Globalisation and the increasing need for speed and efficiency in test administration and subsequent decision making have driven a marked increase in the use of online psychological testing within organisational settings in recent years. One of the major global test providers, SHL has indicated that now 95 per cent of its testing is conducted via online platforms rather than through the traditional paper and pencil method. The 2012 Global Assessment Trends Report (Fallaw, Kantrowitz & Dawson, 2012) discloses that at least 64 per cent of the human resources survey respondents indicate that their companies allow ‘remote’ testing. Such remote testing involves online testing in a location without direct supervision (‘unproctored’) from a test administrator, with the locations including the test taker’s home, a library or a coffee shop. There is widespread support (e.g., Hambleton, 2010) for the view that within five to ten years all psychological testing, apart from certain clinical and neuropsychological testing, will be conducted online. This article focuses on issues associated with the use of online testing for personnel selection within a recruitment context, but it also has relevance for other psychological testing applications.
While there may not be universal agreement on the benefits of online testing, it appears to be well accepted that it offers advantages in terms of cost, volume, efficiency, global reach and standardisation (see, for example, Tippins, 2009). Additional benefits should include security (of test materials and scoring protocols) and flexibility (e.g., item format, and accessibility to a given test offering different language versions and norms). Publishers can ensure test administrators have access to the most up-to-date test versions, norms and manuals.

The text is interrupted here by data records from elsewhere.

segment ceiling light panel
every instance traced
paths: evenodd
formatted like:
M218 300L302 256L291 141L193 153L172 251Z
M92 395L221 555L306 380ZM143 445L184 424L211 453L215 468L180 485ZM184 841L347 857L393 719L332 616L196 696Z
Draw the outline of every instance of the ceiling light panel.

In essence, online testing can lead to better, faster and cheaper assessment outcomes, particularly where large volumes of test takers exist.
The effectiveness of online testing is underpinned not only by the advances in technology and test development, but also by the fundamental importance of general mental ability as a key predictor of job performance (Schmidt & Hunter, 1998). With the advancement of item response theory, the early use of computers as ‘page turners’ has been supplanted increasingly by two methods for online ability testing: linear-on-the-fly (LOFT), which involves a large data bank of items selected at random for a test of fixed item length; and computerised adaptive testing (CAT) which can result in a relatively short test, with item selection from a large data bank of items being dependent upon the test taker’s pattern of responses. The test is concluded once a prescribed threshold of the standard error of measurement is reached.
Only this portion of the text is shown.